After the horrors of World War II, millions of displaced Jews longing for their unified homeland returned to the ancient land of Israel. After a mass influx of Jews into the area which had come to be called Palestine by the majority Islamic-Arab population, the United Nations decided in 1947 to divide the land equally between the Jews and the Arabs that each believed they had a historical right to the land. The Jewish communities immediately accepted the compromise, and the Arabs summarily rejected it. The Arab states quickly invaded the newly allocated Jewish state, and waged war against the Jews on behalf of their Palestinian neighbors. Miraculously, the fledgling state of Israel won the war, thus commencing a mass (unforced) migration of Palestinians into the surrounding nations, where they were instructed to exist as refugees by Arab authorities who desired to return and eradicate the Jews. Conflict ensued, and decades of war and struggle between the Jews and Arabs continue into the present day, all while Israel has quickly developed into one of the most technologically advanced countries in the world.

The heart of the issue is religious, as both people groups believe they have the same claim on the land, and that God—Jehovah or Allah, respectively—gave them the land.
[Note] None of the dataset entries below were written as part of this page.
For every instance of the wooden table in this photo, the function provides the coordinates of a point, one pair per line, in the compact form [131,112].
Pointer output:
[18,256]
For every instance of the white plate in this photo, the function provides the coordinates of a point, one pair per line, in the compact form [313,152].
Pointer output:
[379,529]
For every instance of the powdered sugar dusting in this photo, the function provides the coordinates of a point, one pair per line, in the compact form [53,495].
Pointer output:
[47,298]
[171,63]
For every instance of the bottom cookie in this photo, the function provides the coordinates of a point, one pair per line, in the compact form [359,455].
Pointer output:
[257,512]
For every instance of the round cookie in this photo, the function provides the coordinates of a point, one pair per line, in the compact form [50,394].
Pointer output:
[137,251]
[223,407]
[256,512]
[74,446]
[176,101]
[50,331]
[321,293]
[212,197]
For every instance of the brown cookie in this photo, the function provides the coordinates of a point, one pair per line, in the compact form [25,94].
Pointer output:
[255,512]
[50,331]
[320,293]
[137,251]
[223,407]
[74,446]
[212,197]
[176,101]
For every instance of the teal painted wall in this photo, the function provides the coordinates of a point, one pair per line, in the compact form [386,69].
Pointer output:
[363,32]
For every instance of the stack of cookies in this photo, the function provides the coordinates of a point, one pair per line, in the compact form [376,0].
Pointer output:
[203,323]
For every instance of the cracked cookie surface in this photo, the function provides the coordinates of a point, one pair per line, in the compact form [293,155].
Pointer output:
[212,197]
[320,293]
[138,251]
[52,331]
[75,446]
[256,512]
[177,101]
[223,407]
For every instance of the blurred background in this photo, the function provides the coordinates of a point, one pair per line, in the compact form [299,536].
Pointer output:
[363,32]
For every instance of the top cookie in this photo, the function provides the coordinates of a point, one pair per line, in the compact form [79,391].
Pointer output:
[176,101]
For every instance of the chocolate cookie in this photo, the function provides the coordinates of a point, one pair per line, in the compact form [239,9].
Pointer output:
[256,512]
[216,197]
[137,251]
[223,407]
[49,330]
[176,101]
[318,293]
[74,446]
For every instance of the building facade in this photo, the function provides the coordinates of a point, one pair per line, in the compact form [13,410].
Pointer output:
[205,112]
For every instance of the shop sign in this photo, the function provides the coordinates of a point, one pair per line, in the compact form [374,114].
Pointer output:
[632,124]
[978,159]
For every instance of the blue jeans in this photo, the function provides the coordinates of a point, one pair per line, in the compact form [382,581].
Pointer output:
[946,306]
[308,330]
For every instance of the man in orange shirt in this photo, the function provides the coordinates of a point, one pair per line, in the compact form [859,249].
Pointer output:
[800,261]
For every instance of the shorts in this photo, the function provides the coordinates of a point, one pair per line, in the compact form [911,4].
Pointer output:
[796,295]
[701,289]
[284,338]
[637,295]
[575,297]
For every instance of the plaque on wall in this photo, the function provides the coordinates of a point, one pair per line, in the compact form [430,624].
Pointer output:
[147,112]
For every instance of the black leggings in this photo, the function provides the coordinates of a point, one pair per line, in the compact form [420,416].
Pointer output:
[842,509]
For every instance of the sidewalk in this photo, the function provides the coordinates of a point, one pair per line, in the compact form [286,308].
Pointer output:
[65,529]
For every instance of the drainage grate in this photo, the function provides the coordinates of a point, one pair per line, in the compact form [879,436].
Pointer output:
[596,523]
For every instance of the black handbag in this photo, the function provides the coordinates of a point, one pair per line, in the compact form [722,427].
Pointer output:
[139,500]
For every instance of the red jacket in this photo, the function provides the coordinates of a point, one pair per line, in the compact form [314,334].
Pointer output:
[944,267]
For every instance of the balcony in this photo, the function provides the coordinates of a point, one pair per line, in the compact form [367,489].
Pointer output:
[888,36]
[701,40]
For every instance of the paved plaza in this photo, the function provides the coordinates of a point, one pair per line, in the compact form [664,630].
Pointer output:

The difference is that only the Israelis are willing to live at peace. This phenomenon has been proven time and again, from the Jewish-controlled areas of Jerusalem allowing freedom of religion, while the Palestinian Muslim areas forbid anything but Islamic worship, to the severe lack of unity in Palestine. Several factions of pro-Palestine terrorism have sprung into action as a result of the Palestinian estrangement. The most menacing of these include Hamas and the PLO (Palestinian Liberation Organization), who have fired more than 17,000 rockets into Israel since 2001, and have killed thousands of Israeli civilians and provoked three wars with the Jewish State.

The fairest solution proposed to the Israeli-Palestinian unrest thus far is the ‘two-state solution’, which would provide for the Jewish state of Israel living in peace with a demilitarized Palestinian state. There is no indication that this will be implemented any time soon, though, considering the lack of legitimate peace-talks.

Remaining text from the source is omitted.